The prediction of ovulation via BBT is vulnerable to disruption from a multitude of factors, including fever, alcohol consumption, emotional or physical stress, sleep disturbances, variations in room temperature, changes in physical activity, climatic fluctuations, and the recent initiation or cessation of contraceptive pills or antipyretics [5]. Despite these susceptibilities, BBT is widely used for both contraceptive purposes and the assessment of ovulatory function, as the estimated BBT provides a noninvasive, straightforward metric that consistently delineates ovulation through discernible shifts during the menstrual cycle. Thus, these findings offer valuable practical insights, yet they must be approached with prudence. Furthermore, a significant limitation of BBT is its inability to forecast ovulation proactively, thereby rendering it ineffective for pinpointing the fertile window. Additionally, this research used the detection of the LH surge to ascertain ovulation. More precise methodologies, such as ultrasonography or the analysis of reproductive hormone concentrations in serum and saliva, are required.

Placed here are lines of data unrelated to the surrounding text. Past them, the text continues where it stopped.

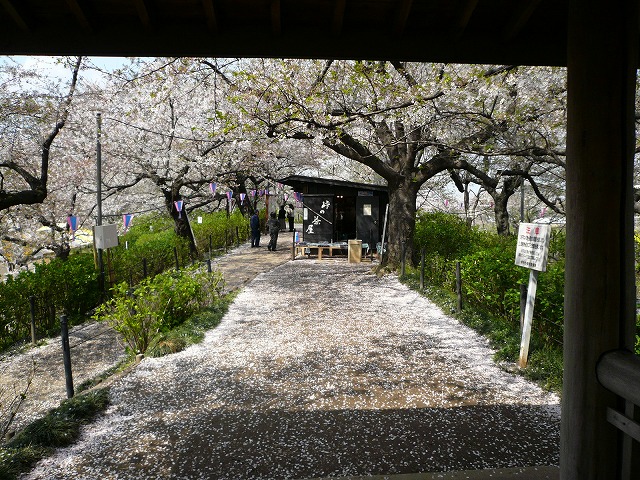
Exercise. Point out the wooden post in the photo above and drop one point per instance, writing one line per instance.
(293, 245)
(523, 304)
(528, 318)
(422, 269)
(458, 288)
(32, 309)
(66, 355)
(599, 276)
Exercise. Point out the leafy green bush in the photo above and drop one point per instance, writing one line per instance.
(150, 240)
(219, 229)
(158, 304)
(491, 287)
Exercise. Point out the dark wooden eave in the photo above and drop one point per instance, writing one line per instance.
(464, 31)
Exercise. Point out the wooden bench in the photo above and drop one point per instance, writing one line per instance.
(319, 249)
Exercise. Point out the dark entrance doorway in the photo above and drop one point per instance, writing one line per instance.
(367, 215)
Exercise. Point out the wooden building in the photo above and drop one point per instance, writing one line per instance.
(597, 40)
(338, 211)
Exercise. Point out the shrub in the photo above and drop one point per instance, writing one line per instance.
(69, 285)
(158, 304)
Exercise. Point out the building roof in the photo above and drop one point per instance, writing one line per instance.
(299, 181)
(457, 31)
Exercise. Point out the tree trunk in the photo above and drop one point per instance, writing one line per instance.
(402, 221)
(181, 221)
(501, 214)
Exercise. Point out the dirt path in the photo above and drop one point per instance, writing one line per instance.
(319, 369)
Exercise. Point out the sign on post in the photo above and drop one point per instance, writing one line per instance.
(532, 252)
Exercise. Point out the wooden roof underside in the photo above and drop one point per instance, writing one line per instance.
(456, 31)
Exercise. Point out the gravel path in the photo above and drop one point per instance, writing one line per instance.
(318, 369)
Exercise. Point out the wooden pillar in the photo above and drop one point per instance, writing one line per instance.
(600, 286)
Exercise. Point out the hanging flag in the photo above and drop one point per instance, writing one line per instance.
(72, 221)
(178, 205)
(126, 220)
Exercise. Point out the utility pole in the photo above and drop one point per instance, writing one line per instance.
(99, 198)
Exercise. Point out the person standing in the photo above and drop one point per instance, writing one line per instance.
(290, 217)
(281, 216)
(273, 225)
(254, 223)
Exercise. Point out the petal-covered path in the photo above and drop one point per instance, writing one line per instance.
(318, 369)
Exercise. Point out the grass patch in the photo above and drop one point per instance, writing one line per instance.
(191, 331)
(545, 364)
(59, 428)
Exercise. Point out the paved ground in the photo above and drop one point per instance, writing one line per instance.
(320, 369)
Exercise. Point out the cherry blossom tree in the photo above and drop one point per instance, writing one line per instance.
(406, 122)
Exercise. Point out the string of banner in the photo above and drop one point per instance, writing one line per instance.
(72, 220)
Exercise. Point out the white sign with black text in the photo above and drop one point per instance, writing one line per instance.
(532, 252)
(533, 246)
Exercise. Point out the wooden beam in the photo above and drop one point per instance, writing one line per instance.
(77, 11)
(143, 13)
(338, 17)
(15, 15)
(400, 22)
(519, 20)
(463, 19)
(599, 276)
(210, 14)
(276, 21)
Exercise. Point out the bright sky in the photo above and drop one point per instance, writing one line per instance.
(54, 68)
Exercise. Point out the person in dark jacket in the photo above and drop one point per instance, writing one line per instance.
(273, 225)
(290, 217)
(254, 223)
(281, 217)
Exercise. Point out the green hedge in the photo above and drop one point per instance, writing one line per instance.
(71, 286)
(61, 285)
(490, 279)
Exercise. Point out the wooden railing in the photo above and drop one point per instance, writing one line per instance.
(619, 372)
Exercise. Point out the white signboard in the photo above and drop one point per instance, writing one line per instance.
(533, 246)
(106, 236)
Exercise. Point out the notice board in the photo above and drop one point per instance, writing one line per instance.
(317, 218)
(533, 246)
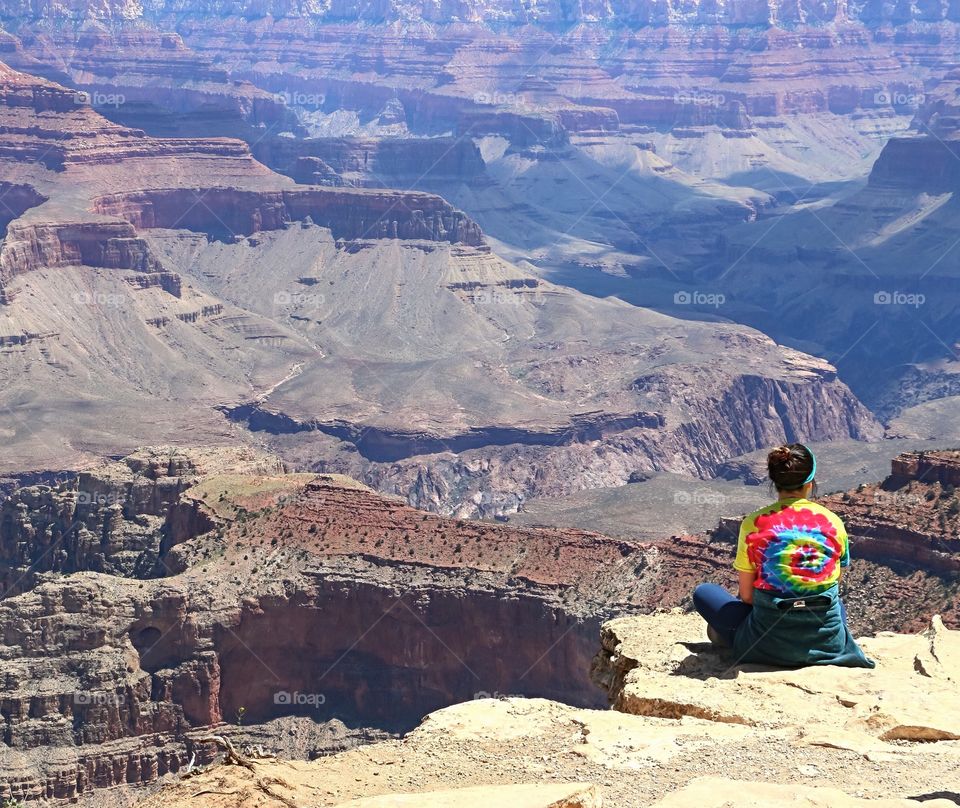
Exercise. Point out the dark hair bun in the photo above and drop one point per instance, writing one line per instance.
(779, 455)
(790, 466)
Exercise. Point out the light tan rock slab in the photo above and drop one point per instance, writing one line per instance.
(526, 795)
(715, 792)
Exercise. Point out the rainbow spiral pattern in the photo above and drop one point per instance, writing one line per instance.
(796, 551)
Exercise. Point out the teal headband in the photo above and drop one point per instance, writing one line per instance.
(813, 457)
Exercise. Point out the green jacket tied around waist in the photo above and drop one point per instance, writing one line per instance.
(794, 632)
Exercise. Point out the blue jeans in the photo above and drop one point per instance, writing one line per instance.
(723, 612)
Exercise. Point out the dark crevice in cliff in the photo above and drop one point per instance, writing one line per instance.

It is also important to note that all the study participants were Japanese. Future studies should include a more diverse range of physiological and ethnic backgrounds to confirm the wider applicability of these findings.

This study demonstrated that the estimated CBT derived from skin and ambient temperatures during sleep accurately captured variations in the actual CBT. Furthermore, this estimation method has proven to be more precise in determining the occurrence or absence of ovulation than traditional methods, which rely on oral temperature measurements taken immediately upon waking.